Schematic diagram illustrating the study design.
Proliferation of Human BM-MSCs, Skin Fibroblasts, and Tenocytes With CM
To assess the mitogenic ability of CM, BM-MSCs, skin fibroblasts, and tenocytes were seeded at a density of 4000 cells per well in 96-well plates and cultured with DMEM supplemented with 50% CM. For the PRP hydrogels, cells were loaded at a density of 4000 cells per well in 3D PRP hydrogels. 23 Cell proliferation was measured at 0, 24, 48, 72, and 96 hours using a colorimetric assay XTT (2,3-bis (2-methoxy-4-nitro-5-sulfophenyl)-5-[(phenylamino) carbonyl]-2H-tetrazolium hydroxide), following the manufacturer’s instructions (Cell Proliferation Kit II; Roche). Cell doubling times (hours) were calculated at the exponential phase (http://www.doubling-time.com/compute.php).
Directional Migration of Cells Toward CM
Cell migration toward 50% CM was assessed using a µ-Slide Chemotaxis 3D (Ibidi GmbH) slide filled with 12,000 viable cells. This µ-slide allows for the creation of a gradient of a chemotactic compound or solution (eg, CM) along the slide and thus for the study of cell movement toward it. One side of the slide was filled with CM and the other was filled with DMEM (CM/DMEM). Positive (CM/CM) and negative controls (DMEM/DMEM) with no gradients were implemented for all the cell phenotypes. Video microscopy was performed over a period of 24 hours for each cell phenotype and for the controls. Time-lapse microscopy was performed using a Nikon Eclipse TE2000-E microscope (Nikon) at 10× magnification and an ORCA ER camera (Hamamatsu) with a 10-minute interval between images. Data were imported into the “Manual Tracking” plugin (Fabrice P. Cordelières; Institut Curie) for ImageJ software (National Institutes of Health). A minimum of 30 cells were tracked in each experiment. Tracking was further analyzed with the ImageJ plugin “Chemotaxis and Migration Tool” (Ibidi GmbH). The center of mass (COM), forward migration indices (FMI) in directions parallel and perpendicular to the gradient, speed (µm/min), directness (µm), and significance (P) for the Rayleigh test were obtained. In addition to the trajectory and velocity, these parameters describe the cell’s tendency to travel toward the chemotactic gradient.
Gene Expression Analysis
The RNA from 3D hydrogels was extracted using TRIzol Reagent (Invitrogen, Life Technologies) according to the manufacturer’s instructions, and its quality and amount were assessed using a Nanodrop ND-1000 (Thermo Scientific) spectrophotometer. One microgram of RNA was reverse transcribed to cDNA using the SuperScript III First-Strand Synthesis System (Invitrogen, Life Technologies). Reverse transcription quantitative polymerase chain reaction (RT-qPCR) was performed on an ABI-7900 Real Time System (Applied Biosystems, Life Technologies) at a final volume of 20 μL using Power SYBR Green PCR Master Mix (Applied Biosystems, Life Technologies), 600 nM of primers, and 20 ng of cDNA. Reactions were performed in triplicate for each sample.

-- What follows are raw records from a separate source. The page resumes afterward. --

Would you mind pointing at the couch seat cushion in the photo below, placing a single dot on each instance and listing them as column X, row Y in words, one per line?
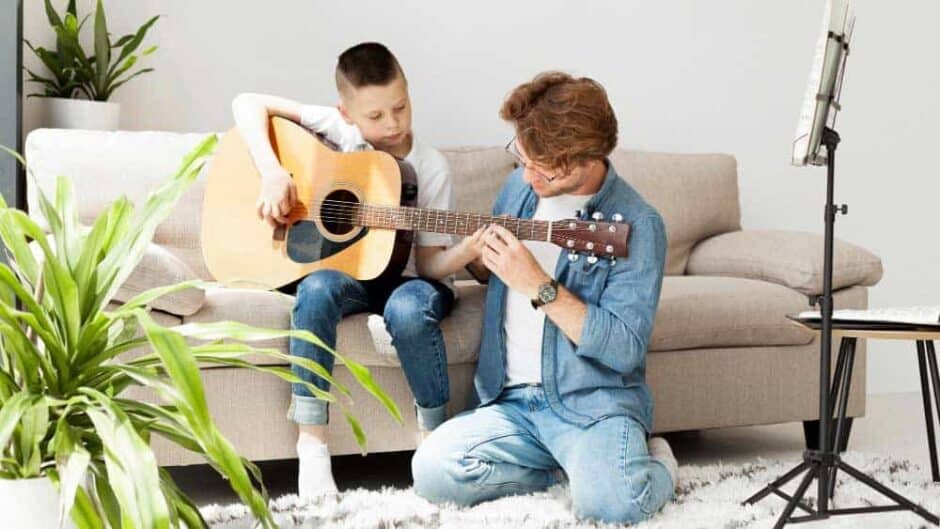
column 362, row 337
column 699, row 311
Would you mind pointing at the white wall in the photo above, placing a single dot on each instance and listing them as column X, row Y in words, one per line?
column 683, row 75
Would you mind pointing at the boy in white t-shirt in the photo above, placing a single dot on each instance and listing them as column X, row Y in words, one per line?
column 374, row 112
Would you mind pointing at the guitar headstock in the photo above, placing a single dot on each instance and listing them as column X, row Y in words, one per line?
column 593, row 237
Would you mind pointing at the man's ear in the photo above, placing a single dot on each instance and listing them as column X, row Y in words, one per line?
column 344, row 112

Gene expression was assessed for the matrix components collagen type I alpha 1 (COL1A1), collagen type II alpha 1 (COL2A1), collagen type III alpha 1 (COL3A1), aggrecan (ACAN), decorin (DCN), and tenomodulin (TNMD). Additionally, gene expression was assessed for the transcription factors scleraxis (Scx) and SRY (Sex Determining Region Y)-Box 9 (Sox9) as well as for the cytokines, growth factors, and inflammatory mediators transforming growth factor–beta 1 (TGF-β1), interleukin-33 (IL-33), hepatocyte growth factor (HGF), insulin-like growth factor–1 (IGF-1), and cyclooxygenase 2 (COX-2).

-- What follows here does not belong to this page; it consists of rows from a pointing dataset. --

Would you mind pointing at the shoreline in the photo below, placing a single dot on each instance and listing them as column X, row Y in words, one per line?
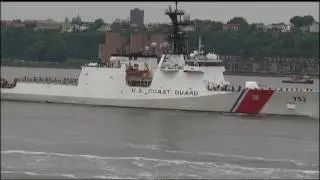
column 225, row 73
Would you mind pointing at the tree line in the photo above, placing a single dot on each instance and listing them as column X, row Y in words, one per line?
column 51, row 45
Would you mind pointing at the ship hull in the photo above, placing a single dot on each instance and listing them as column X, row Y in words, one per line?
column 269, row 102
column 297, row 82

Relative expression was calculated using the mean expression of 2 stably expressed housekeeping genes: glyceraldehyde-3-phosphate dehydrogenase (GAPDH) and TATA box binding protein (TBP). Gene expression data were calculated using 2−ΔCt. ΔCt was calculated by the difference between Ct (cycle threshold) values of the target genes and the mean Ct of GAPDH and TBP. The 2−ΔΔCt method was used to evaluate the effect of CM in PRP hydrogel 3D cultures.
Assessment of Protein Secretion
Cytokine production in the extruded supernatant of 3D PRP hydrogels was determined by enzyme-linked immunosorbent assay (ELISA). The levels of interleukin-6 (IL-6), interleukin-8 (IL-8), and monocyte chemotactic protein–1 (MCP-1) were measured using Peprotech mini ELISA Development kits (Peprotech). SureBlue TMB Microwell peroxidase was purchased from KPL.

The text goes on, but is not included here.